If all species of turtle were the same size. What turtle species would be king of the ring. I'm not advocating fighting turtles, I just wonder what turtle has the best fighting skills. 

They need them in the wild for defense. A hard shell can only get them so far.


----------



## jeffbens0n (Oct 3, 2011)

Snapper...alligator or common I guess it wouldn't matter if they were the same size.


----------



## Yvonne G (Oct 3, 2011)

Little male Russian tortoises can be VERY aggressive! I vote for them.


----------



## GeoTerraTestudo (Oct 3, 2011)

jeffbens0n said:


> Snapper...alligator or common I guess it wouldn't matter if they were the same size.
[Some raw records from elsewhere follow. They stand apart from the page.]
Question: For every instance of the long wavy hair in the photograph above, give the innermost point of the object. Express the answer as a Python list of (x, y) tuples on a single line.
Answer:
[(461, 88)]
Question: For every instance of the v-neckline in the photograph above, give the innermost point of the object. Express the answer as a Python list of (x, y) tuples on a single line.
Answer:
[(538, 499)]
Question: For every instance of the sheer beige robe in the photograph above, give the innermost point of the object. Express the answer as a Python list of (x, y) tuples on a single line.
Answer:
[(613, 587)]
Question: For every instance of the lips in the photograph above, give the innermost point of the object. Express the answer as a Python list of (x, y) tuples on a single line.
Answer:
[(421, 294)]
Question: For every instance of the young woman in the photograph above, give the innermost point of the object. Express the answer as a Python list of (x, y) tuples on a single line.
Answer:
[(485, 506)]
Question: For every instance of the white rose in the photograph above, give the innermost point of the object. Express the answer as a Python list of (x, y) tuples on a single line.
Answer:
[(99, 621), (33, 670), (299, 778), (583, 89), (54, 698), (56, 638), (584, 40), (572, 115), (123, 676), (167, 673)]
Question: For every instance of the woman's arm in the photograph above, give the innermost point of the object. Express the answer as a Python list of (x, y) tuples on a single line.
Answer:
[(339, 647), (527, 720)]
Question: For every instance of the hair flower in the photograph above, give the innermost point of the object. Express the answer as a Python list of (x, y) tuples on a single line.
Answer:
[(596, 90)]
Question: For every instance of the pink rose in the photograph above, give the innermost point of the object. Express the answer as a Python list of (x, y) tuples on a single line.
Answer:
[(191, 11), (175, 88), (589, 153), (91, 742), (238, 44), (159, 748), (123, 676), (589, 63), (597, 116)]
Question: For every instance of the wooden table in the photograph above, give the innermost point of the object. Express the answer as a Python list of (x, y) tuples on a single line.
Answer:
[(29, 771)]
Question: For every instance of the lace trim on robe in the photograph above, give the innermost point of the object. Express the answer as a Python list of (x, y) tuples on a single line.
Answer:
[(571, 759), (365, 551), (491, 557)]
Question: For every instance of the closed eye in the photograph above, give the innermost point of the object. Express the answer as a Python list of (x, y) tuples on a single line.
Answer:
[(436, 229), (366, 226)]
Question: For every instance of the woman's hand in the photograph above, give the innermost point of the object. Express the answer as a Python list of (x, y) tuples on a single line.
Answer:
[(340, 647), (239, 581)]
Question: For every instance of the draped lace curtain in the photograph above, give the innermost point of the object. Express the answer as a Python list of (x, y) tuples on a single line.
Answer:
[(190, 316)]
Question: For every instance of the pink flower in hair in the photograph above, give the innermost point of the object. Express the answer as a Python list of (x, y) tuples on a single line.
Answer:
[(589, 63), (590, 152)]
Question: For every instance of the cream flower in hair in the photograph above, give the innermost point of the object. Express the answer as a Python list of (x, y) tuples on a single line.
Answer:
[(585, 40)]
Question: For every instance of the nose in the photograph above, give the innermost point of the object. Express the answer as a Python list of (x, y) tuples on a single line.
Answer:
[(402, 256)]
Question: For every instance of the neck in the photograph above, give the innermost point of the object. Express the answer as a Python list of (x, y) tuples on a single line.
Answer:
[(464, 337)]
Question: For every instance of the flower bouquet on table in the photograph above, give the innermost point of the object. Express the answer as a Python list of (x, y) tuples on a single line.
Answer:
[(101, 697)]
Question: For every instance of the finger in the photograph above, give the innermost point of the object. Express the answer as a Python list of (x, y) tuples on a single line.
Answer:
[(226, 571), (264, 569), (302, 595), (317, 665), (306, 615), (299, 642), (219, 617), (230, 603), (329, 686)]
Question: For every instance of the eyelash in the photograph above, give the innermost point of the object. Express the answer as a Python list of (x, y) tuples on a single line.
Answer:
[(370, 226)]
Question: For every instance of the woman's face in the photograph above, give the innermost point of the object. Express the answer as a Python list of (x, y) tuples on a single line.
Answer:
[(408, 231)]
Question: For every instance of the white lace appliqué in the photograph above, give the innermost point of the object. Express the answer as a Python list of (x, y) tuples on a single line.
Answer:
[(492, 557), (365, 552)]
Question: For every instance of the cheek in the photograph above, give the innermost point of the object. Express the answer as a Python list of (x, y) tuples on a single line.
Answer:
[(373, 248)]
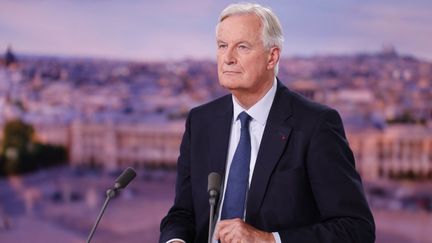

I think at parity, even though the alligator snapper would have stronger jaws, the common snapper would be the best overall fighter, because they do still have strong jaws, but are also very aggressive and agile for a turtle. Actually, for its size, the common snapper is probably one of the toughest fighters in the entire animal kingdom.


----------



## yagyujubei (Oct 3, 2011)

I would say common snapper with spiny softshell at no.2


----------



## GeoTerraTestudo (Oct 3, 2011)

yagyujubei said:


> I would say common snapper with spiny softshell at no.2



I would rank softshell species after the two snapper species, simply because their lack of a hard shell affords them more agility, but less armor. The third-place family in my book would be mud and musk turtles, because they also have a strong bite. Maybe in fourth place would be side-necked turtles, since they also have a strong bite. In fifth place, I would probably put most pond turtles, since they are quite speedy. I would probably rank box turtles sixth, and tortoises last; they are usually pretty calm creatures (except while mating), which is, after all, why so many of us like having them as pets!


----------



## fbsmith3 (Oct 3, 2011)

If all being equal size, a musk turtle is my absolute favorite. Everyone see them as less powerful because of thier small size, but if they were as big as a snapper, I'd think they would be extrememly dangerous.


----------



## Az tortoise compound (Oct 3, 2011)

NINJA turtles...Leonardo in particular, his swords are very sharp


----------



## fbsmith3 (Oct 3, 2011)

Were the Teenage Mutant Ninja Turtles Red-Eared Sliders?


----------



## GeoTerraTestudo (Oct 3, 2011)

fbsmith3 said:


> Were the Teenage Mutant Ninja Turtles Red-Eared Sliders?



Judging by the fact that they lived in a tiny goldfish bowl before being flushed down the toilet, I'd say they were RES, yes!

Being ninja-trained mutants, I'd also say they'd be the toughest. But we're talking non-mutant, non-martial art expert turtles here.


----------



## fbsmith3 (Oct 3, 2011)

I suppose you're right so I go back to Musk turtles. For a little guy they are very aggressive. Of course I only have known wild musk turtles, I don't know how aggressive pet Musk turtles are.


----------